Srinagar: Experts have warned that the recovery rate of the COVID 19 patients having “metabolic syndrome” can be slow.
Metabolic syndrome is a cluster of conditions like high blood sugar, high blood pressure, fat around the belly, and high cholesterol levels that occur together.
According to health experts, metabolic syndrome (co-morbidities) makes Covid-19 cases worse, and they can take a longer time to recover from the infection.
Dr. Naved Nazir Shah, HOD Chest Diseases Hospital, Srinagar said a significant number of Covid-19 cases reported at the hospital so far had co-morbidities, especially diabetes.
“Metabolic syndrome is a systemic disease and affects multiple organs. In such cases, a person needs a longer time to recover as their underlying health conditions further exacerbate the complications caused by a coronavirus,” Dr. Naved said.
Seconding him, Dr.
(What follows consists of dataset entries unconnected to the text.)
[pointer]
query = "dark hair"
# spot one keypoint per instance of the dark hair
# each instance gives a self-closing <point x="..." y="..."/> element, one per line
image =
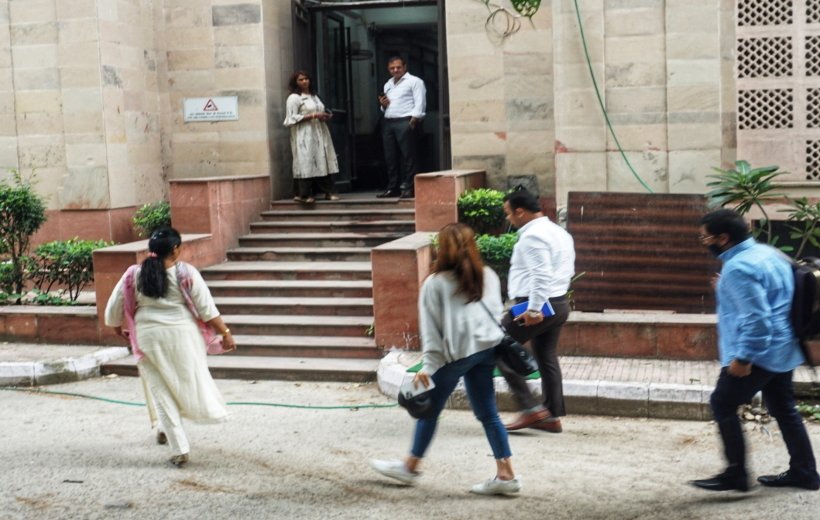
<point x="457" y="252"/>
<point x="153" y="281"/>
<point x="523" y="199"/>
<point x="726" y="221"/>
<point x="294" y="87"/>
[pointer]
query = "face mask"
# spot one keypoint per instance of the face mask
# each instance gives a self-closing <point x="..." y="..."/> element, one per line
<point x="715" y="249"/>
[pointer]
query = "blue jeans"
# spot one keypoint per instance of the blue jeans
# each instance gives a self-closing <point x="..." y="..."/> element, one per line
<point x="778" y="395"/>
<point x="477" y="371"/>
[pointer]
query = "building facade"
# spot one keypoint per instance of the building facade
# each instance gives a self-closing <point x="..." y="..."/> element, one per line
<point x="92" y="93"/>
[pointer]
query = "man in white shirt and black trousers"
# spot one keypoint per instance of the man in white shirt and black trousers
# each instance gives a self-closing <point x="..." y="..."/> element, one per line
<point x="541" y="268"/>
<point x="403" y="102"/>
Afaaq Jalali, a physician said there are many complications that are caused by a coronavirus.
“If someone has “metabolic syndrome” then those complications multiply by manifolds,” he said.
He stressed that adopting a healthy lifestyle is the only way out.
“Taking proper precautions, exercising, healthy eating, cutting on a high carbohydrate diet, and regularly keeping a tab on your health condition are some of the ways to deal with such a situation,” he said.
Dr. Hayat Bhat, an endocrinologist at SMHS Hospital said the COVID-19 infection is a double challenge for people with co-morbidities.
“People, in particular, diabetics can experience severe symptoms and complications from COVID-19. Their condition may worsen if they do not maintain good metabolic control,” he said.
He recommended the patients to regularly monitor blood glucose, take a lot of fluids, keep an adequate supply of medicines at home.
In a related development, the Indian Institute of Management, Indore (IIM-I) has undertaken a detailed study with international collaboration on the relationship between Covid-19 and metabolic syndrome.
Their six-member research team comprises an assistant professor at IIM-I and fellows from the University of Michigan and the Columbia The University of America.
A member of the team, Assistant Professor and Biostatistics expert Sayantan Banerjee said that people with metabolic syndrome are vulnerable to coronavirus pandemic.
“After analyzing the data of the fourth round of the National Family Health Survey (NFHS-4), we have come to (know that) people with metabolic syndrome were vulnerable to the pandemic,” he said quoting a synopsis.